Of course, there is another way of looking at this situation. We were obviously working towards a book. We had to deliver that high-quality product by a set deadline and the steps leading to it could not be delayed in any way. Once we had delivered the full manuscript then we would figure out the packaging—not an insignificant step, especially in regards to marketing and us liking the product, but also not a critical step in our subconscious.
So, it was a wonderful surprise when we received an email with the heading “Cover options”. Neither of us are particularly creative so we are glad that this packaging was led by the Elsevier designers. In the email, Marisa and the Design Team had sent us two possible covers for the book, both with a fittingly subtle message of the potential benefits of biochar to soils. As you will see when you buy the book (wink), the design and marketing team went with the black backdrop of charred land from which a determined green seedling grows. Shades of this same green are then used rather stylishly, if we may say so ourselves, for the book title, the ribbon on which our names sit, and the spine. It is moments like this that make this whole book editing process worth its weight in gold. It was exciting to see what the final product would look like and how it would sit on people’s bookshelves (either electronic or traditional).
Although the covers were not too different from each other, deciding on one was not something we were going to take lightly. Printouts of both were made so that we could see them in different light. We asked Marisa for a few minor tweaks and had a major discussion about how our names should appear – one of us uses one of her names more than the other depending on whether she is in the northern or southern hemisphere! It was also nice to share the proposed covers with our husbands and close colleagues so that they could provide input.
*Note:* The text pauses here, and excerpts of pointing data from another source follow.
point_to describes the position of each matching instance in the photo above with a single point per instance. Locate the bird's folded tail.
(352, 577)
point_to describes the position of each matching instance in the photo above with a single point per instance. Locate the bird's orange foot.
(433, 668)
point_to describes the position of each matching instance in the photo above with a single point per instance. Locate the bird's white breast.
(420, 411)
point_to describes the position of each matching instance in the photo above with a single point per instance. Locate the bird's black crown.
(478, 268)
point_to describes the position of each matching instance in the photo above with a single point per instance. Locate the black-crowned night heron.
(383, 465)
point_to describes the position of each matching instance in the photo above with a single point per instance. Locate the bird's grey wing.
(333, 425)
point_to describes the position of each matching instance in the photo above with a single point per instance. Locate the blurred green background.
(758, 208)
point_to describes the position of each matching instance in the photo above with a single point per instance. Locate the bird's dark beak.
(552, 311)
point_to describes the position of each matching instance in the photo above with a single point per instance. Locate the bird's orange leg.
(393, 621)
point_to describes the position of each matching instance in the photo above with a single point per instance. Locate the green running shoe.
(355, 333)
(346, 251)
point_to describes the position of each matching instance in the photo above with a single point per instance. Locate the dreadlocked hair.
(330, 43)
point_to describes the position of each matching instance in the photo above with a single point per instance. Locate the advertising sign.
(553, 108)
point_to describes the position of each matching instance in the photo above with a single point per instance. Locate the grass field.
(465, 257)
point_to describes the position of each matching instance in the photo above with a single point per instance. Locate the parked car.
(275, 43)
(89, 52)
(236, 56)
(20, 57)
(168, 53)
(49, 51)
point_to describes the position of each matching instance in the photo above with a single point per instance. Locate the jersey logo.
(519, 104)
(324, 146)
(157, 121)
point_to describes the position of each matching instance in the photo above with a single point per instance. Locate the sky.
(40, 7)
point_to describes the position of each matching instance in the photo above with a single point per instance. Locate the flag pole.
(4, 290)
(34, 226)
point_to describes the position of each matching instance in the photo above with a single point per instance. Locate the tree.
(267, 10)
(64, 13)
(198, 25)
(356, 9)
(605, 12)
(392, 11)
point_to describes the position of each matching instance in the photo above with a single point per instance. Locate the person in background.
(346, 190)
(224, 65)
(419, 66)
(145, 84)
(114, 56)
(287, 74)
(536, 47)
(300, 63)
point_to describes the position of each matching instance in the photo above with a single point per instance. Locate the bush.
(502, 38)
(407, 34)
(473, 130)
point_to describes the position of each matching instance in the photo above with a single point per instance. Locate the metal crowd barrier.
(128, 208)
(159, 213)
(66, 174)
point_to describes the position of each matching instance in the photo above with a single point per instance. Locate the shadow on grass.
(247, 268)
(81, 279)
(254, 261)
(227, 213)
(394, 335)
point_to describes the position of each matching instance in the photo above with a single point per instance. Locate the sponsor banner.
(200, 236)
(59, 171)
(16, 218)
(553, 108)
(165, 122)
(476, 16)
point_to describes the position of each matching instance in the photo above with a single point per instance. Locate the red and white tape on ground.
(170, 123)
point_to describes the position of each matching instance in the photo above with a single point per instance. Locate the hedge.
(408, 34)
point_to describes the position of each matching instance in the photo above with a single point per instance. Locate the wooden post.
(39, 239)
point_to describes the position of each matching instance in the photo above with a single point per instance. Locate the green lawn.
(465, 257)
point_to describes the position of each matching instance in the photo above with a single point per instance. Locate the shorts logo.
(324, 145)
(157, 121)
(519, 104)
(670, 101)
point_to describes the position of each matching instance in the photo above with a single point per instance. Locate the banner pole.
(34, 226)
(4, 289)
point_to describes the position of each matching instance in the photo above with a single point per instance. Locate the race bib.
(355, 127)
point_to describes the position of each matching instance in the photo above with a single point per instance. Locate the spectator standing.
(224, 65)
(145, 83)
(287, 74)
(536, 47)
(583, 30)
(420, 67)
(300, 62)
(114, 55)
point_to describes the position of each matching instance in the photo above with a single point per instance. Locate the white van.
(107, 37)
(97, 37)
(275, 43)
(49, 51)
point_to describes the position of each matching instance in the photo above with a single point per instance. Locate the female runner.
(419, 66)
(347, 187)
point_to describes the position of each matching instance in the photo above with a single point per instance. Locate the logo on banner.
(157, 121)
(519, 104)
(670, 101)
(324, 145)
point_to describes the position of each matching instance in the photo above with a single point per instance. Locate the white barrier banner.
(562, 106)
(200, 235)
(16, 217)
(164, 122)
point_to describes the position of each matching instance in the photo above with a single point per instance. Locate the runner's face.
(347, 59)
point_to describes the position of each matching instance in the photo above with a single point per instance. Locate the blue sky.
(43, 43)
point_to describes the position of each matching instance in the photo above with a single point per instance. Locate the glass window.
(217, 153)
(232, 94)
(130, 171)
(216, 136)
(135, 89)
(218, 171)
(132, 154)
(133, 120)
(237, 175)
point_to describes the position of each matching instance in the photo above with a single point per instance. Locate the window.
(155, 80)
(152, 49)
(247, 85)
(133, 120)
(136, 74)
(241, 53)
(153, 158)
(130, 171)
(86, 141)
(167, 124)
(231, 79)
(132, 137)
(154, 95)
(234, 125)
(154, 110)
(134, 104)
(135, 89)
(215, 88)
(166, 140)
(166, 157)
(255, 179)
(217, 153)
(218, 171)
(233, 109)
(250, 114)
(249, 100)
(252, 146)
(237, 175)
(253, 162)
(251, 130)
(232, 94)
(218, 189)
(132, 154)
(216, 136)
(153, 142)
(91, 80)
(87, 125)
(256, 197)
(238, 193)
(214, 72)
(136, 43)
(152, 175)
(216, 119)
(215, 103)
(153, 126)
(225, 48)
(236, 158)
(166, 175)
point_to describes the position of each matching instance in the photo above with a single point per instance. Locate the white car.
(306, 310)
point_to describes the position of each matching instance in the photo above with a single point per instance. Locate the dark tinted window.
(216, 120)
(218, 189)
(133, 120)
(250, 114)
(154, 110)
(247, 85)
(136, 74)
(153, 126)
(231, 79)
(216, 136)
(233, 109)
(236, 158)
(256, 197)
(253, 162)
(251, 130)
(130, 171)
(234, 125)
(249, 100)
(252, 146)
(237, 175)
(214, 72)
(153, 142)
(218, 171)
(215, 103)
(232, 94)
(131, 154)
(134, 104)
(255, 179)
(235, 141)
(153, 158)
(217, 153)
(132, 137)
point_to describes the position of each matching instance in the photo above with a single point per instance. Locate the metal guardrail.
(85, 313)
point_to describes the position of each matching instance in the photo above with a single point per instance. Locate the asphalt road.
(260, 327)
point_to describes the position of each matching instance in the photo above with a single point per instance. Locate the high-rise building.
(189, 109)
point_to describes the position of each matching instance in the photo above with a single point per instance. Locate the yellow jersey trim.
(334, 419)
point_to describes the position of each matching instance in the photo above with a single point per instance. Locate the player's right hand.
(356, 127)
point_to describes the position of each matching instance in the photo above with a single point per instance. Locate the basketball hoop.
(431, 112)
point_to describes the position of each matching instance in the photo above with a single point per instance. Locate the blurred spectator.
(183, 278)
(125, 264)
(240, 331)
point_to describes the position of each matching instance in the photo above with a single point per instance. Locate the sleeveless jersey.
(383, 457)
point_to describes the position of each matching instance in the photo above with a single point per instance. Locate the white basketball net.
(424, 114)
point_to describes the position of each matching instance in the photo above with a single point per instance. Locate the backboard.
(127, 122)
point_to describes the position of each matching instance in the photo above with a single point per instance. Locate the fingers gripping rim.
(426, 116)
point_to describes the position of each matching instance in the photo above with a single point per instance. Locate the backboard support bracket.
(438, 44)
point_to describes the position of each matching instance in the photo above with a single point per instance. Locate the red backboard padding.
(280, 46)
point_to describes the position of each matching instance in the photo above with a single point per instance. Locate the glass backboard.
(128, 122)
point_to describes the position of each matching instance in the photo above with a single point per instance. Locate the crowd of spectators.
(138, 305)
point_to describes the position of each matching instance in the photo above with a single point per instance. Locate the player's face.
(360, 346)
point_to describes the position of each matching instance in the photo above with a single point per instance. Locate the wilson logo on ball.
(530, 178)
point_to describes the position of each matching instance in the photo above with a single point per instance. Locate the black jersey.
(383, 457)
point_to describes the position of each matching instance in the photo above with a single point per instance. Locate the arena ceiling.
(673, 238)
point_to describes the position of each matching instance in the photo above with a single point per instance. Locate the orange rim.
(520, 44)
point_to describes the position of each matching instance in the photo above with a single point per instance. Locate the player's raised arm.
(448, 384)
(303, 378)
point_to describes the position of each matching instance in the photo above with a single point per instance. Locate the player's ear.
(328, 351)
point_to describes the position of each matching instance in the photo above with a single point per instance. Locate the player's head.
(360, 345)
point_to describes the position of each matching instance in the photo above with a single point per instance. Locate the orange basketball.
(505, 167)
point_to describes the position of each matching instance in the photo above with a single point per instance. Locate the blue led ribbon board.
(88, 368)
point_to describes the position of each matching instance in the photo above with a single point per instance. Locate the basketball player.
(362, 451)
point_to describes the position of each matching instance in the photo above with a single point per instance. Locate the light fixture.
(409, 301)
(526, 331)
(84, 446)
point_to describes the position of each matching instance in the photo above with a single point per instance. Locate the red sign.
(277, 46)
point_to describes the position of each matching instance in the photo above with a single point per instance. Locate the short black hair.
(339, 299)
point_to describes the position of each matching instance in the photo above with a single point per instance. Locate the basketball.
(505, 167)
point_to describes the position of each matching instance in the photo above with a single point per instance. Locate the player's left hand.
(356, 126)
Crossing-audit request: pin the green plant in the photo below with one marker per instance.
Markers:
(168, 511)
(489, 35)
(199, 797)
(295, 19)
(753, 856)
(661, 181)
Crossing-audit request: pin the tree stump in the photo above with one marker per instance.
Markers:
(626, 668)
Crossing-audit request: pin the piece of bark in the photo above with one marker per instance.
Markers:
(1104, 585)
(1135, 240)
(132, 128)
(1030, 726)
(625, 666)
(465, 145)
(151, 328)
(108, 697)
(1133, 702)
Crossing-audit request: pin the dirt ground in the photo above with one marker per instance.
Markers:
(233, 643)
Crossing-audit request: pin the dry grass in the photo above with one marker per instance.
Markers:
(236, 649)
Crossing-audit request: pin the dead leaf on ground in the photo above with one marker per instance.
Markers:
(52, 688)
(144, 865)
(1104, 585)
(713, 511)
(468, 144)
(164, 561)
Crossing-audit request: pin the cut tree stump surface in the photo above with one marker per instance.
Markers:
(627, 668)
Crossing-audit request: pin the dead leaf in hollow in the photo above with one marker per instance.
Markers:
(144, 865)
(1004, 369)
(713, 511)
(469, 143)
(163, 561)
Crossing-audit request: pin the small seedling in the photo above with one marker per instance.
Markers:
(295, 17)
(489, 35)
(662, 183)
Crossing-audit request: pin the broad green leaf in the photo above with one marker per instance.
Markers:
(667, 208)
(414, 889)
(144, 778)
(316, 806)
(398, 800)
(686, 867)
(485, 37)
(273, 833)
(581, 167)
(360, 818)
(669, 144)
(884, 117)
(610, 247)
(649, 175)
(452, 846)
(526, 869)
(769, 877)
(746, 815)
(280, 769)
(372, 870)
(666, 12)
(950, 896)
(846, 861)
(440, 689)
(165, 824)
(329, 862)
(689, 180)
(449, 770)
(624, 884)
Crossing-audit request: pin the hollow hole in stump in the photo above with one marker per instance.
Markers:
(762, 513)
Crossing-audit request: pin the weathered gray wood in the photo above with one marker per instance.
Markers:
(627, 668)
The timing of revealing the cover was interesting (whether by chance or design we will never know). It was fairly early into the editing journey and we still had a long way to go. Seeing the cover meant this was really going to happen and we had to deliver.
About the Authors
I am an early stage academic with a keen interest in research, and research-led teaching, on how microbial communities are studied and then exploited in different environmental biotechnologies. My senior lectureship with Teesside University in 2006 was my first academic post following postdoctoral fellowships in Singapore and Oxford. I really enjoy working in successful partnerships with different colleagues especially where we do research across disciplines, share ideas and learn from each other. So co-editing a book with Caroline will go down in my memoirs as one of my career highlights.
I am a relatively early stage researcher whose area of expertise is in molecular ecology specifically looking at functional microbial communities within the soil. I first joined Teesside University a couple of years ago as my first lectureship position following my PhD and a small amount of postdoc work. When I first joined the University I was keen to establish myself as a researcher not just a member of teaching staff but struggled initially to juggle the two. I was quickly introduced to Komang who was interested in research similar to my own area.